TRNA can be predicted using tRNAscanSE, which can identify more than 99% of tRNA genes with a sensitivity of less than 1 per 15m base false positives, and is currently the most powerful tool for predicting tRNA. TRNAscanSE can scan tRNA at the genome level. The software integrates three independent tRNA detection softwares, tRNAscan, EufindRNA and Cove, using perl. At run time, tRNAscan and EufindRNA are first called to identify the tRNA region in the genome sequence, and then Cove is called for verification.

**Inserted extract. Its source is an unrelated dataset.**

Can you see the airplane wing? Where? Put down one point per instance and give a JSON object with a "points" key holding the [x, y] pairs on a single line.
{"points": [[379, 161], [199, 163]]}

The installation method is as follows:

Mkdir tRNAscantar-zxvf trnascan-se-2.0.5.tar.gzcd tRNAscan-SE-2.0./configure-- prefix= (path) / tRNAscan # the absolute path makemake installecho 'export PATH=$PATH: (path) / tRNAscan/bin' > > ~ / .bashrcsource ~ / .bashrc is omitted in parentheses. The tool depends on Infernal, and then install Infernal 1.1.2 The use of wget-c http://eddylab.org/software/infernal/infernal-1.1.2.tar.gzmkdir infernaltar-zxvf infernal-1.1.2.tar.gzcd infernal-1.1.2./configure-- prefix= (path) / infernalmakemake installecho 'export PATH=$PATH: (path) / infernal/bin' > > ~ / .bashrcsource ~ / .bashrctRNAscanSE is as follows: tRNAscan-SE-B-o tRNA.out-f rRNA.ss-m tRNA.stats genome.fasta-An is suitable for archaea. B is suitable for bacteria;-G is suitable for mixed sequences of archaea, bacteria and eukaryotes; and-O is suitable for mitochondria and chloroplasts. If the above options are not set, the default is suitable for eukaryotes;-C only uses Cove for tRNA analysis. Although the accuracy is improved to some extent, the running speed is very slow;-o result file name-f tRNA secondary structure result file name-m statistical result file name.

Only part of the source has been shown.